Norwood Economics is skeptical that US-China trade talks are about to begin. America's new threat of sanctions on countries that buy Iranian oil makes talks less likely, for instance. China is the primary buyer of Iranian oil. The Chinese won’t want to appear to cave to U.S. pressure. Nor do they have to, given that the U.S. consumer is only now starting to feel the pain of U.S. trade policies. The U.S. "Temu tax" took effect at midnight Friday. U.S. consumers are now paying 120% to 145% more for items shipped directly from China.
“The tax on packages under $800 in value means U.S. consumers pay their government for the privilege of buying low-cost products directly from China,” UBS' Paul Donovan told clients on Friday. “The tax is unlikely to show up in consumer price data, but it is a visible price increase to many U.S. consumers—a reminder that they, not exporters, pay trade tariffs. This visible trade tax effect will pressure the U.S. administration to do a trade deal—any trade deal,” Donovan added.

DXY 6-Month Chart
The US dollar traded lower against all the G10 currencies on Friday, including most emerging market currencies. The falling dollar means foreigners are still repatriating capital from the U.S. The chart below shows net outflows as foreign investors sell U.S. bonds and stocks.

Capital is flowing instead into international and emerging markets. The U.S. is bringing up the rear in 2025.

Investors are demanding a higher risk premium for US assets. Former Bridgewater chief investment strategist Rebecca Patterson said as much during an interview in late April. “I think there is a new risk premium on US assets as seen by foreign investors," she told Yahoo Finance. The change in sentiment is expressed in the currency market (a weakening dollar).
The U.S. stock/foreign stock ratio has followed the strengthening and weakening dollar over the years.

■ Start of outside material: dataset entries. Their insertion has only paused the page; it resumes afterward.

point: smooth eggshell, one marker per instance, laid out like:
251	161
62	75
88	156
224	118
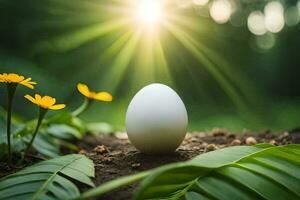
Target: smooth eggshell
156	119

The sliding value of the US dollar has been a tailwind for the outperformance of global equities ex-US in recent history.
The dollar is likely to continue to weaken for a variety of reasons. One is that the Fed is expected to cut the funds rate three or four times before year-end, according to the CME FedWatch tool. The FOMC might cut in June or July. Or they might not cut at all in 2025. Recent core PCE numbers, measured over three- and six-month spans, have been running at 3.5% and 3% annually, point out John Ryding and Conrad DeQuadros of Brean Capital. That’s well above the Fed’s 2% target. It leaves no scope for easing in the short term, they wrote last week. “Higher prices are in the pipeline,” added Wells Fargo economists in a note after the release of the PCE report on Wednesday. Jim Bianco of Bianco Research suggested that means the Fed may cut its federal-funds rate only once this year.
Higher-than-expected rates will impact earnings growth estimates. The S&P isn’t cheap. The price/earnings multiple remains in the top quartile, according to Rosenberg Research. Nine of the 11 S&P sectors have seen cuts in their earnings estimates. S&P end-of-year price target estimates of strategists tracked by Bloomberg have been cut to 5823. That’s only 2.4% above Friday’s close.
All in all, uncertainty remains high, and the range of possible outcomes is wide. Investors should remain diversified. They should remain prepared for higher-than-normal volatility in the capital markets.